Land consolidation efforts in Ethiopia to boost agricultural productivity and improve food security

Project description

Title: Land Governance in Ethiopia
Commissioned by: German Federal Ministry for Economic Cooperation and Development (BMZ)
Country: Ethiopi
Lead executing aency: Ministry of Agricultur
Overall term: 2020 to 2022

Discussing to make lands cluster

Context

In Ethiopia, up to 70 per cent of the population is dependent on agriculture, which brings in about 38 per cent of gross national product. The uplands are densely populated and, depending on the region, the average parcel size is 0.25 hectares (ha) and the average farm size is between 1.5 and 2 ha. The trend is moving towards even smaller farms, accompanied by a national population growth of 2.6 per cent. The farming of fragmented mini-plots is extremely inefficient and does not enable farmers to earn a livelihood. Moreover, this system prevents agricultural modernisation and the increase in agricultural productivity this would bring. Fragmented agriculture therefore undermines the food security for the households involved in this system of farming.

The Ethiopian Government has recognised the need to encourage farmers to create larger plots by exchanging agriculture parcels. However, there are no laws, regulations or guidelines in place to regulate land-consolidation (LC) procedures or stipulate their design. In addition to the unclear legal framework, the authorities responsible at regional level and the private service providers lack in-depth knowledge about how to prepare a procedure for land exchange or land consolidation and about how to implement this using a participatory approach.

Objective

The overall aim of the project is to create the necessary conditions at federal, regional and local level to implement participatory land-consolidation procedures.

Rehabilitated Watershed

Approach

The Land Governance project follows a multi-level approach (national, regional and local) supporting authorities through capacity development and policy advice. Its aim is to assist the planning and preparation of land-consolidation procedures and voluntary land exchange. This is to take place within a legal framework based on experience gained in pilot projects and in accordance with the Food and Agriculture Organization’s (FAO) Legal Guide on LC. The project will build capacities and enable the authorities to implement land-ownership certification in accordance with other international partners.

Gathering experience: In selected pilot areas in Amhara, the project accompanies the government authorities and Land Consolidation Committees (LCC) in gathering experience on awareness-raising and preparation methods for land consolidation and voluntary land-exchange procedures.

Building capacities: Government authorities and private service providers will receive capacity-building support so that they can run land-consolidation procedures and voluntary land exchange.
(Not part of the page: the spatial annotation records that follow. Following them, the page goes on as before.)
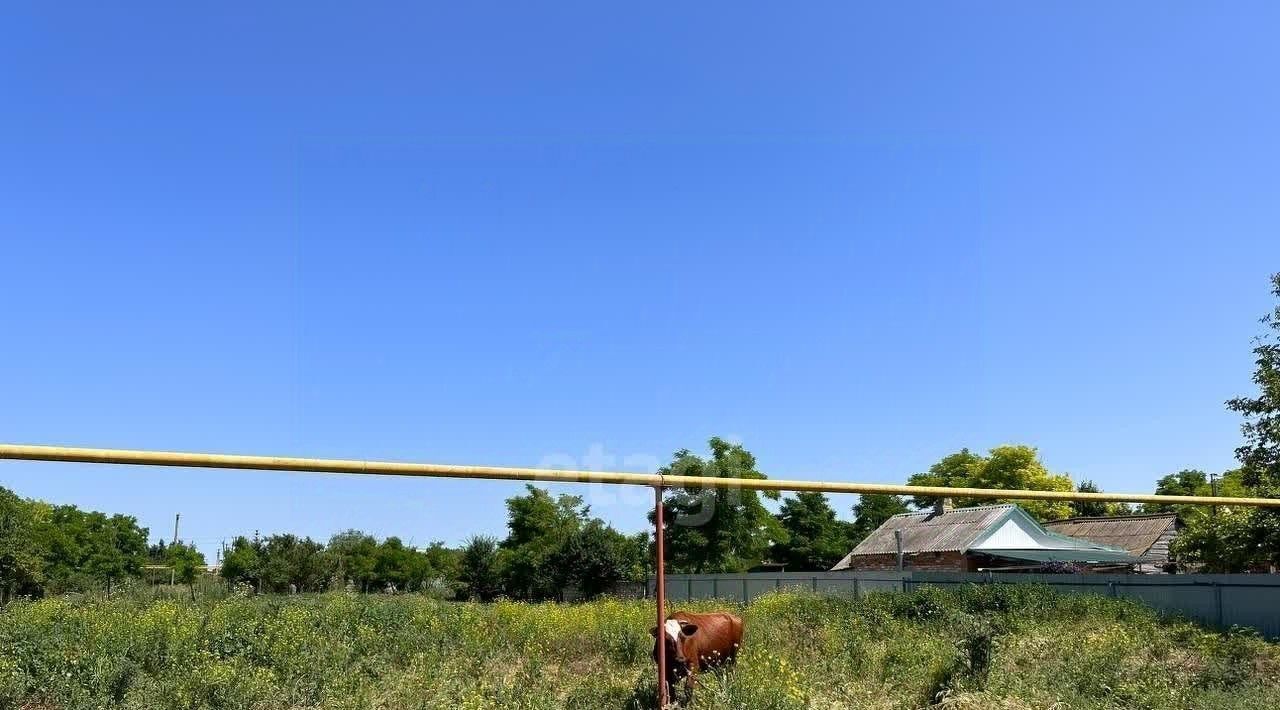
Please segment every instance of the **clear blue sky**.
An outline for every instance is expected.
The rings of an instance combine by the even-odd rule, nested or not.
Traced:
[[[1231,467],[1280,270],[1276,5],[9,5],[0,440],[648,469],[722,435],[879,482],[1027,443],[1125,491]],[[154,536],[182,512],[210,553],[457,542],[518,490],[0,485]],[[643,525],[643,491],[591,499]]]

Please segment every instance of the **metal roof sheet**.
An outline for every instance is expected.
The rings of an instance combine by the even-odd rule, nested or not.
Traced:
[[[984,542],[1000,530],[1011,530],[1012,535],[1004,540],[1004,544]],[[832,569],[850,567],[855,556],[897,553],[897,532],[902,535],[902,553],[908,555],[973,550],[1027,560],[1138,562],[1124,548],[1046,530],[1018,505],[1010,503],[956,508],[946,513],[920,510],[893,516],[859,542]],[[1037,546],[1032,548],[1028,544]]]
[[[969,549],[983,532],[1002,521],[1016,508],[1012,504],[956,508],[936,514],[933,510],[902,513],[884,521],[850,555],[897,553],[895,530],[902,531],[902,550],[908,553],[951,553]]]
[[[1100,545],[1120,548],[1142,556],[1160,541],[1160,537],[1178,525],[1178,516],[1117,516],[1105,518],[1068,518],[1052,521],[1044,527],[1059,535],[1079,537]]]

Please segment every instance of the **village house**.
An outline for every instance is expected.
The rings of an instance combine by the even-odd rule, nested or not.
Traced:
[[[1046,530],[1012,504],[952,508],[941,500],[931,510],[884,521],[832,571],[918,569],[979,572],[1139,563],[1129,550]]]
[[[1146,574],[1172,572],[1176,568],[1176,560],[1169,554],[1169,544],[1181,527],[1183,523],[1174,513],[1068,518],[1044,523],[1050,532],[1126,550],[1142,560],[1134,571]]]

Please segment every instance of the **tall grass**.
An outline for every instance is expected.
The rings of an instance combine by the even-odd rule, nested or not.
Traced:
[[[1024,586],[776,594],[695,709],[1274,709],[1280,647]],[[42,600],[0,610],[0,707],[643,709],[652,605],[419,596]]]

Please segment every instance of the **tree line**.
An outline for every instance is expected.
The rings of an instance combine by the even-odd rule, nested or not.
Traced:
[[[1271,278],[1277,304],[1262,319],[1253,348],[1258,393],[1228,400],[1244,417],[1240,467],[1210,476],[1185,469],[1156,481],[1162,495],[1280,498],[1280,274]],[[755,457],[719,438],[709,455],[685,449],[662,468],[664,475],[764,478]],[[909,485],[1056,491],[1100,491],[1055,473],[1028,445],[1005,445],[986,454],[961,449]],[[773,513],[765,500],[780,501]],[[956,507],[1001,500],[957,499]],[[1203,572],[1245,572],[1280,565],[1280,510],[1220,505],[1132,507],[1094,501],[1016,501],[1041,521],[1068,517],[1174,513],[1184,525],[1172,553],[1184,567]],[[788,571],[828,569],[888,517],[933,504],[928,496],[863,495],[852,519],[841,519],[827,496],[777,491],[684,489],[667,491],[667,563],[672,572],[746,572],[772,563]],[[237,537],[223,555],[220,573],[232,583],[264,592],[328,588],[417,591],[444,597],[492,600],[561,599],[568,588],[593,597],[652,572],[646,532],[622,533],[590,514],[581,496],[527,486],[507,500],[507,535],[474,536],[451,549],[425,549],[398,537],[347,531],[321,544],[310,537]],[[654,512],[649,519],[653,522]],[[26,500],[0,487],[0,595],[40,596],[111,588],[136,580],[146,564],[166,565],[191,585],[205,564],[192,545],[147,545],[147,530],[131,516],[106,516],[74,505]]]

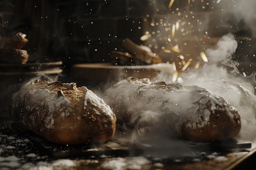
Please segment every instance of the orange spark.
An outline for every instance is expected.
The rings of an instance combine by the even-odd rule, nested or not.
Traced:
[[[174,0],[171,0],[170,3],[169,3],[169,6],[168,6],[168,8],[169,8],[169,9],[170,9],[171,6],[173,5],[173,3],[174,2]]]
[[[175,62],[173,62],[173,63],[172,63],[172,65],[173,65],[173,71],[177,71]]]
[[[164,53],[171,53],[171,51],[170,50],[168,50],[168,49],[164,49],[163,50],[163,51],[164,51]]]
[[[148,40],[148,38],[149,38],[151,36],[151,34],[145,34],[144,35],[142,35],[140,38],[140,40],[141,40],[141,41],[146,41]]]
[[[174,37],[175,35],[175,24],[173,25],[173,27],[172,28],[172,37]]]
[[[175,46],[172,46],[171,48],[173,51],[176,53],[180,53],[180,50],[179,49],[179,46],[177,44]]]

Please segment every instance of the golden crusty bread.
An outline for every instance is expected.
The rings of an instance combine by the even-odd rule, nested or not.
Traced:
[[[75,83],[31,81],[13,94],[12,100],[13,120],[54,143],[103,142],[115,131],[115,115],[110,107]]]
[[[117,120],[134,128],[140,139],[155,132],[209,141],[234,137],[241,128],[235,108],[198,86],[130,77],[109,88],[106,95]]]

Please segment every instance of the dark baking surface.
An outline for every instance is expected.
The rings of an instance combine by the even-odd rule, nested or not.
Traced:
[[[130,131],[117,127],[112,139],[106,143],[70,146],[50,142],[21,129],[9,118],[2,118],[0,122],[0,170],[44,167],[58,170],[227,170],[241,166],[254,169],[248,162],[255,159],[256,146],[238,139],[207,143],[176,139],[169,143],[160,141],[160,145],[158,142],[135,145],[129,142]],[[66,163],[56,163],[63,160]],[[74,164],[67,166],[68,160]],[[110,166],[113,162],[114,167]],[[132,168],[131,164],[137,166]],[[121,166],[115,167],[116,165]]]

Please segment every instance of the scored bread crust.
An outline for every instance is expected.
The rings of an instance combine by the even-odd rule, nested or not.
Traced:
[[[110,139],[115,115],[85,87],[31,81],[13,94],[10,115],[24,128],[56,143],[93,144]]]
[[[117,120],[139,135],[167,132],[186,139],[209,141],[235,137],[241,128],[234,107],[198,86],[129,77],[109,88],[106,95]]]

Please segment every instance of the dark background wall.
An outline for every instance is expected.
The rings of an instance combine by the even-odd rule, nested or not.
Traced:
[[[228,33],[244,42],[253,40],[256,2],[243,1],[176,0],[169,8],[170,0],[1,0],[0,40],[22,32],[29,40],[23,48],[29,62],[61,60],[67,68],[110,62],[111,52],[124,51],[120,44],[127,38],[150,46],[165,62],[180,54],[163,52],[176,44],[185,57],[196,58]],[[140,40],[147,31],[150,38]],[[250,46],[247,51],[253,51]]]

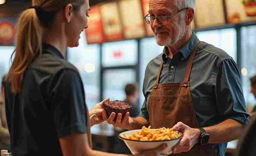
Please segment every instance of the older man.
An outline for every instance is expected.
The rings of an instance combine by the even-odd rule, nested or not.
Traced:
[[[103,116],[129,130],[173,127],[183,135],[172,149],[177,155],[224,156],[227,142],[239,138],[250,118],[235,62],[192,31],[195,3],[151,0],[144,18],[157,44],[165,47],[146,68],[140,116],[119,114],[114,122],[114,113]]]

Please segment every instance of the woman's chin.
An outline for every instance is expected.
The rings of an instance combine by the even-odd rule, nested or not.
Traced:
[[[70,48],[72,48],[72,47],[77,47],[79,46],[79,42],[78,40],[76,43],[76,44],[71,44],[69,46],[68,46],[69,47],[70,47]]]
[[[77,47],[79,45],[79,42],[78,40],[77,42],[76,42],[76,45],[75,46],[75,47]]]

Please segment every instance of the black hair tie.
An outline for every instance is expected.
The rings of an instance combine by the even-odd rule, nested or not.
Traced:
[[[35,5],[29,8],[31,8],[36,9],[37,17],[42,24],[45,24],[48,27],[50,26],[49,25],[52,22],[56,12],[48,11],[38,5]]]

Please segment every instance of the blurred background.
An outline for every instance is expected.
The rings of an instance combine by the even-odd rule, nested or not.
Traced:
[[[142,18],[149,0],[90,0],[89,28],[81,35],[80,46],[69,48],[67,59],[79,70],[90,109],[107,97],[124,100],[124,87],[138,84],[138,107],[144,100],[142,89],[147,64],[162,52],[152,30]],[[242,0],[196,0],[192,23],[199,39],[221,49],[235,60],[241,74],[248,110],[255,104],[250,78],[256,74],[256,16]],[[0,76],[10,66],[14,47],[15,26],[22,10],[31,1],[0,0]],[[256,3],[255,3],[256,6]],[[256,7],[249,8],[251,11]],[[255,14],[256,15],[256,13]],[[92,128],[94,148],[114,152],[113,128],[105,123]],[[236,148],[236,141],[229,143]],[[229,152],[228,151],[228,153]],[[230,152],[232,152],[232,150]]]

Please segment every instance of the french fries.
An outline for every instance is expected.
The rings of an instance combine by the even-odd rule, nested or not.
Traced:
[[[181,134],[178,131],[174,131],[172,128],[163,127],[158,129],[151,129],[151,126],[148,128],[142,127],[142,130],[133,133],[129,136],[123,134],[123,137],[128,139],[140,141],[158,141],[170,140],[181,136]]]

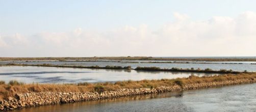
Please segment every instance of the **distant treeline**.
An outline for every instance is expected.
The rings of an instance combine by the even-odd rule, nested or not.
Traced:
[[[152,57],[44,57],[44,58],[0,58],[0,61],[29,60],[128,60],[159,61],[256,61],[256,58],[159,58]]]

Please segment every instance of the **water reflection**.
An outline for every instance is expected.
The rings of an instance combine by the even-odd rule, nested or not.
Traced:
[[[3,66],[0,68],[1,80],[6,82],[17,80],[26,83],[62,83],[172,79],[188,77],[191,74],[202,76],[216,74],[35,66]]]

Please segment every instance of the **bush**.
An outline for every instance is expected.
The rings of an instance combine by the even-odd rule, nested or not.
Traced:
[[[213,79],[213,81],[221,81],[223,79],[220,77],[216,77]]]
[[[20,86],[20,85],[23,85],[24,83],[24,82],[18,82],[17,80],[11,80],[9,82],[8,85],[11,85],[11,86]]]
[[[135,69],[135,70],[151,70],[151,71],[159,70],[161,68],[160,67],[137,67]]]
[[[131,66],[126,66],[126,67],[124,67],[123,69],[131,70],[131,69],[132,69],[132,67]]]
[[[5,85],[5,81],[3,81],[3,80],[0,81],[0,85]]]
[[[174,83],[180,86],[182,86],[184,85],[183,81],[180,79],[176,79],[174,81]]]
[[[210,69],[210,68],[207,68],[206,69],[204,69],[204,71],[213,71],[213,70]]]
[[[78,86],[88,86],[89,85],[89,83],[87,82],[79,82],[78,83]]]

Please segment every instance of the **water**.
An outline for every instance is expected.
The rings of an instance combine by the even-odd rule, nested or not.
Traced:
[[[43,106],[14,111],[255,111],[256,83]]]
[[[175,72],[147,72],[129,70],[111,70],[35,66],[0,67],[0,80],[17,80],[27,83],[76,83],[142,79],[172,79],[188,77],[193,74],[202,76],[217,74]]]
[[[144,63],[148,62],[172,62],[169,61],[127,61],[127,60],[97,60],[96,62],[56,62],[56,61],[38,61],[38,62],[1,62],[0,64],[7,63],[18,63],[27,64],[49,64],[56,65],[83,66],[131,66],[132,68],[137,67],[159,67],[161,68],[170,69],[173,67],[190,69],[194,68],[201,69],[210,68],[214,70],[220,69],[230,70],[237,71],[247,70],[250,72],[256,72],[256,62],[205,62],[205,61],[177,61],[184,63]],[[136,63],[135,63],[136,62]],[[190,63],[186,63],[187,62]],[[227,63],[227,64],[223,64]]]

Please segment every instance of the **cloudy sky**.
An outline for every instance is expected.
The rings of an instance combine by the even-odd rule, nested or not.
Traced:
[[[0,57],[256,56],[255,4],[0,0]]]

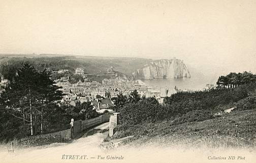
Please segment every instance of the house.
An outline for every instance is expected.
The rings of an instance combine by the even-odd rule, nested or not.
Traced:
[[[66,72],[69,72],[68,69],[61,69],[58,71],[58,73],[65,73]]]
[[[91,101],[91,104],[96,110],[100,110],[103,109],[108,109],[111,106],[114,106],[114,104],[109,99],[96,99]]]
[[[84,74],[84,69],[82,68],[77,68],[76,69],[75,74],[83,75]]]

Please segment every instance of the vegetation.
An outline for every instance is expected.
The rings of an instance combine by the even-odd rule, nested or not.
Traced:
[[[135,135],[135,144],[139,144],[162,139],[166,144],[255,147],[255,75],[238,73],[240,82],[230,82],[235,74],[227,75],[230,82],[223,85],[220,77],[217,89],[179,92],[166,97],[163,105],[154,98],[141,98],[136,91],[129,97],[119,95],[113,100],[121,125],[114,138]],[[214,115],[234,107],[231,113]]]
[[[253,74],[250,72],[244,71],[243,73],[238,73],[231,72],[226,76],[219,76],[217,81],[217,85],[219,87],[230,88],[255,82],[256,74]]]

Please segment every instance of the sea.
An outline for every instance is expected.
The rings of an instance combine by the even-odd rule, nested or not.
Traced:
[[[196,74],[190,78],[153,78],[140,80],[142,84],[155,89],[174,88],[179,90],[200,91],[206,88],[206,85],[216,86],[218,76],[214,75]]]

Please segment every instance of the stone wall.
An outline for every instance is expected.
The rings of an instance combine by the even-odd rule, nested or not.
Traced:
[[[115,134],[115,128],[119,125],[119,113],[114,113],[114,115],[110,116],[109,118],[109,137],[112,137]]]
[[[70,138],[70,129],[67,129],[52,133],[25,137],[15,141],[14,144],[19,146],[32,146],[65,142]]]
[[[110,114],[104,114],[95,118],[85,120],[78,120],[74,122],[74,136],[82,131],[93,126],[107,122],[109,120]],[[53,143],[66,142],[70,138],[70,129],[52,133],[29,136],[13,141],[14,146],[31,146],[49,144]]]

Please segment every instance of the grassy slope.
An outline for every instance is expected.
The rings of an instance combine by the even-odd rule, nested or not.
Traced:
[[[256,109],[225,113],[212,119],[177,125],[171,121],[144,123],[129,128],[123,136],[134,135],[125,142],[134,145],[209,148],[256,148]]]

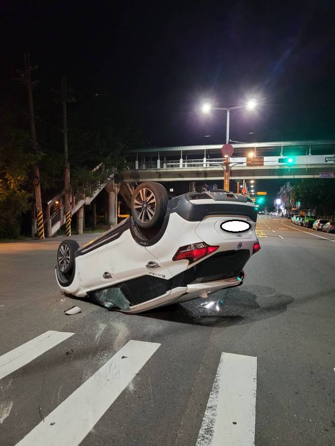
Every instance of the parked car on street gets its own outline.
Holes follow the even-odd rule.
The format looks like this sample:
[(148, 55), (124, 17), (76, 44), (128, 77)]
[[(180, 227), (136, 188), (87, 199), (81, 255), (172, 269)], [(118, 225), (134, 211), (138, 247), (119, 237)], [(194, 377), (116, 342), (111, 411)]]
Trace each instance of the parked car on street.
[(295, 224), (296, 224), (297, 226), (302, 226), (302, 222), (303, 222), (304, 217), (299, 216), (295, 220)]
[(260, 249), (257, 212), (246, 197), (227, 191), (171, 198), (161, 184), (135, 189), (131, 216), (81, 247), (59, 245), (55, 267), (61, 291), (108, 308), (137, 313), (239, 286)]
[(322, 227), (323, 232), (335, 232), (335, 222), (327, 222)]
[(324, 225), (326, 224), (328, 221), (328, 220), (321, 220), (320, 219), (318, 219), (317, 220), (316, 220), (313, 223), (313, 226), (312, 227), (313, 230), (315, 230), (316, 231), (322, 231)]
[(304, 227), (312, 227), (316, 218), (315, 216), (306, 216), (302, 222), (302, 226)]

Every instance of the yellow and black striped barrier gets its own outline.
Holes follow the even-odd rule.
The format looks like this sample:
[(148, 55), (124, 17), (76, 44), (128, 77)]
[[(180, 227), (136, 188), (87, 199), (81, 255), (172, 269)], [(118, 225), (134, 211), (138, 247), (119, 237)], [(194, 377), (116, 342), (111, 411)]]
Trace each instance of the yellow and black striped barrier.
[(39, 238), (44, 239), (44, 224), (43, 223), (43, 213), (40, 211), (37, 213), (37, 231)]
[(66, 237), (71, 236), (71, 213), (67, 211), (65, 213), (65, 227), (66, 229)]

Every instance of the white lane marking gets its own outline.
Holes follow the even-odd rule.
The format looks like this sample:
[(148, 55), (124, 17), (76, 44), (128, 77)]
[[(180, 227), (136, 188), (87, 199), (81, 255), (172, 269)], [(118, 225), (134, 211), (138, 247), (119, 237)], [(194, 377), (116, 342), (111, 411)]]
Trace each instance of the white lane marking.
[(317, 235), (316, 234), (313, 234), (311, 232), (309, 232), (308, 231), (303, 231), (302, 229), (298, 229), (296, 227), (292, 227), (291, 226), (288, 226), (287, 224), (285, 224), (284, 223), (283, 224), (284, 226), (287, 226), (287, 227), (290, 227), (292, 229), (295, 229), (296, 231), (299, 231), (300, 232), (303, 232), (304, 234), (309, 234), (310, 235), (314, 235), (314, 237), (319, 237), (320, 238), (324, 239), (324, 240), (329, 240), (331, 242), (335, 242), (335, 240), (333, 240), (331, 238), (327, 238), (326, 237), (322, 237), (321, 235)]
[(255, 444), (257, 357), (222, 353), (196, 446)]
[(129, 341), (17, 445), (77, 446), (160, 345)]
[(0, 379), (23, 367), (74, 335), (62, 331), (46, 331), (0, 357)]

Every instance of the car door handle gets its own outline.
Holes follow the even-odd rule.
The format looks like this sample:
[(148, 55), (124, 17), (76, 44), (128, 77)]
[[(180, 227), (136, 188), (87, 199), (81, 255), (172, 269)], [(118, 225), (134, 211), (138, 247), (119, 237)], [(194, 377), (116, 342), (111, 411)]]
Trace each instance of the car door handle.
[(157, 262), (148, 262), (145, 267), (148, 268), (157, 268), (159, 267), (158, 263)]

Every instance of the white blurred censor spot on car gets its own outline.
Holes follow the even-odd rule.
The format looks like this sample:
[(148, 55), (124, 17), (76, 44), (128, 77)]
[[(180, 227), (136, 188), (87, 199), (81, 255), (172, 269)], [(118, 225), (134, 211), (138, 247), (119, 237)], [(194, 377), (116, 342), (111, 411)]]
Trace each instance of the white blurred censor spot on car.
[(250, 223), (242, 220), (228, 220), (221, 223), (220, 226), (227, 232), (243, 232), (250, 228)]

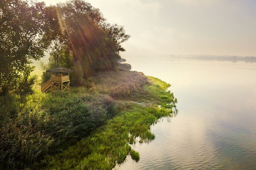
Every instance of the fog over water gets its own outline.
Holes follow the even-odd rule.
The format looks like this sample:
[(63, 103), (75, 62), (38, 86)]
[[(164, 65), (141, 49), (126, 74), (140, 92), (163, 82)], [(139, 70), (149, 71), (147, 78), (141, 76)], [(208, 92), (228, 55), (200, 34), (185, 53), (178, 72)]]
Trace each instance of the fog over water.
[(255, 169), (256, 63), (155, 57), (126, 62), (171, 84), (179, 112), (118, 169)]

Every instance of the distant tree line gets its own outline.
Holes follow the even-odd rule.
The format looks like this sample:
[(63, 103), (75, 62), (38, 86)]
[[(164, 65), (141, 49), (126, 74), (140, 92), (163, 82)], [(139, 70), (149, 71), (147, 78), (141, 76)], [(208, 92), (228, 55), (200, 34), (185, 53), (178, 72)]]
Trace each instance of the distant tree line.
[[(0, 1), (0, 94), (31, 92), (36, 77), (31, 60), (50, 55), (45, 68), (74, 70), (73, 82), (99, 71), (113, 70), (121, 46), (130, 35), (123, 27), (108, 23), (99, 9), (82, 0), (46, 6), (28, 0)], [(43, 78), (47, 79), (44, 73)]]

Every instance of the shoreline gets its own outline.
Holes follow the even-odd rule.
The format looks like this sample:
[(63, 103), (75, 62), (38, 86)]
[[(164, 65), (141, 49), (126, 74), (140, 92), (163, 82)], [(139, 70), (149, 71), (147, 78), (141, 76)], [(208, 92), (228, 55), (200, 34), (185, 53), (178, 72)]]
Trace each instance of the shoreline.
[[(139, 161), (139, 153), (132, 149), (131, 145), (135, 143), (138, 137), (140, 143), (154, 140), (155, 136), (150, 130), (151, 126), (161, 117), (171, 117), (175, 113), (177, 100), (172, 93), (166, 91), (170, 84), (142, 73), (130, 71), (128, 64), (120, 64), (119, 67), (120, 71), (99, 73), (87, 80), (87, 86), (90, 87), (73, 87), (70, 92), (61, 93), (36, 92), (25, 99), (15, 99), (18, 101), (17, 103), (20, 102), (19, 104), (25, 107), (17, 108), (20, 113), (17, 118), (19, 119), (13, 120), (15, 124), (2, 124), (4, 127), (9, 126), (3, 133), (6, 135), (15, 133), (13, 126), (26, 124), (26, 121), (23, 120), (34, 122), (33, 127), (36, 127), (40, 122), (45, 122), (43, 127), (38, 126), (39, 130), (29, 132), (28, 129), (35, 127), (29, 127), (27, 130), (23, 129), (23, 133), (25, 133), (21, 135), (26, 134), (29, 137), (24, 138), (27, 142), (23, 144), (27, 147), (27, 152), (36, 147), (33, 146), (36, 143), (30, 144), (30, 141), (37, 139), (45, 142), (37, 146), (40, 147), (38, 149), (41, 152), (34, 156), (32, 164), (23, 157), (28, 154), (27, 151), (13, 153), (21, 157), (14, 167), (110, 169), (125, 161), (128, 155)], [(1, 99), (2, 103), (4, 99)], [(60, 107), (57, 106), (60, 104)], [(32, 111), (28, 115), (23, 113), (30, 109)], [(11, 121), (12, 118), (7, 116), (6, 120), (10, 118)], [(37, 121), (31, 119), (31, 116), (37, 118)], [(20, 117), (24, 118), (21, 119)], [(78, 122), (78, 117), (80, 120)], [(53, 131), (56, 127), (57, 131)], [(33, 139), (32, 136), (38, 133), (37, 130), (44, 135), (36, 136)], [(76, 136), (74, 138), (72, 137), (74, 135)], [(6, 136), (9, 136), (6, 137), (6, 141), (15, 141), (12, 137)], [(17, 143), (14, 146), (21, 145), (20, 142), (15, 142), (14, 144)], [(47, 145), (49, 146), (46, 150)], [(11, 149), (14, 146), (8, 147)], [(19, 149), (17, 148), (16, 152), (20, 152)], [(60, 151), (54, 151), (57, 150)]]

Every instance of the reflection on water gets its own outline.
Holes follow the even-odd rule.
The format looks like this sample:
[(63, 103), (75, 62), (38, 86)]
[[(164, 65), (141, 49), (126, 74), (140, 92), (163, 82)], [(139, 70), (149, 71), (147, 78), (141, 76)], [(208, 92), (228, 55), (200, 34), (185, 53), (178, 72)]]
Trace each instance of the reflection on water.
[[(178, 114), (151, 127), (155, 139), (119, 169), (255, 169), (256, 63), (127, 59), (171, 84)], [(154, 68), (154, 69), (152, 69)]]

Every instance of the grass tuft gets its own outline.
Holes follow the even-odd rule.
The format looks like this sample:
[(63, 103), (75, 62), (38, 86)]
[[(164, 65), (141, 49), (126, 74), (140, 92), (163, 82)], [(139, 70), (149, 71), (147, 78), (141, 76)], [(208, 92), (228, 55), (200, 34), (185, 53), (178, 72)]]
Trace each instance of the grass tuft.
[(133, 160), (138, 162), (140, 160), (140, 154), (138, 152), (136, 152), (133, 149), (132, 149), (130, 152), (130, 155)]

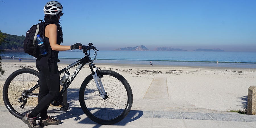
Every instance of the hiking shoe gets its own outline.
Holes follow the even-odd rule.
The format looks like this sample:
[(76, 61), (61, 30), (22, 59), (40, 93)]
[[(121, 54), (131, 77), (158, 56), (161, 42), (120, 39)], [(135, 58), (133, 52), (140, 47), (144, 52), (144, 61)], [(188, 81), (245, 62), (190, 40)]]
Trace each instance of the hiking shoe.
[(28, 125), (29, 128), (40, 128), (41, 127), (40, 125), (37, 125), (36, 117), (35, 117), (32, 118), (28, 118), (28, 114), (27, 113), (25, 116), (22, 117), (22, 121)]
[(41, 127), (49, 125), (57, 125), (59, 124), (61, 121), (59, 119), (55, 119), (51, 118), (51, 117), (48, 116), (48, 118), (45, 120), (42, 119), (39, 121), (39, 124)]

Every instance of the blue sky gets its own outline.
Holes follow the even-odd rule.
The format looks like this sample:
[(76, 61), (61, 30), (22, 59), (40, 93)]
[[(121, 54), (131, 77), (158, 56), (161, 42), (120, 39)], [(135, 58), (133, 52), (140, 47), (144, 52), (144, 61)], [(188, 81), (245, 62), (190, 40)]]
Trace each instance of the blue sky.
[[(0, 30), (24, 35), (48, 1), (0, 0)], [(256, 52), (255, 0), (59, 1), (63, 45)]]

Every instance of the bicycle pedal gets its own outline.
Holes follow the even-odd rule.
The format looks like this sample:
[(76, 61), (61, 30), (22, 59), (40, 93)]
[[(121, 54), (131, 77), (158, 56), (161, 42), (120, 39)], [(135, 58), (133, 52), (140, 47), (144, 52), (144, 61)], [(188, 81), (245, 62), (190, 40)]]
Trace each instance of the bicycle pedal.
[(66, 111), (69, 110), (69, 107), (67, 107), (63, 106), (61, 108), (61, 110)]

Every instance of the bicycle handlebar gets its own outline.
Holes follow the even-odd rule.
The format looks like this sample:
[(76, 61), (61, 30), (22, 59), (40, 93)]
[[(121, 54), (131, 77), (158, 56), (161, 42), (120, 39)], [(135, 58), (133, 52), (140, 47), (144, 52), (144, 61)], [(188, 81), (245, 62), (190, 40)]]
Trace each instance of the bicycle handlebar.
[(91, 49), (95, 49), (97, 51), (98, 51), (99, 50), (95, 47), (92, 46), (93, 45), (93, 44), (92, 43), (90, 43), (88, 44), (88, 46), (85, 45), (82, 46), (82, 49), (83, 49), (83, 51), (85, 52)]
Improving framework conditions and procedures: As a key prerequisite, the project supports the development of guidelines for LC procedures based on experience from pilot projects, a set of rules for equal compensation of land, the drafting of LC law, as well as a model to evaluate land-consolidation procedures.

Building preconditions: To ensure the sustainability of the land-consolidation process, it also builds capacities among selected private service providers and authorities in the area of land certification. It aims to improve the capacities of government authorities to upscale second-level land certification in the context of the Climate Action through Landscape Management programme.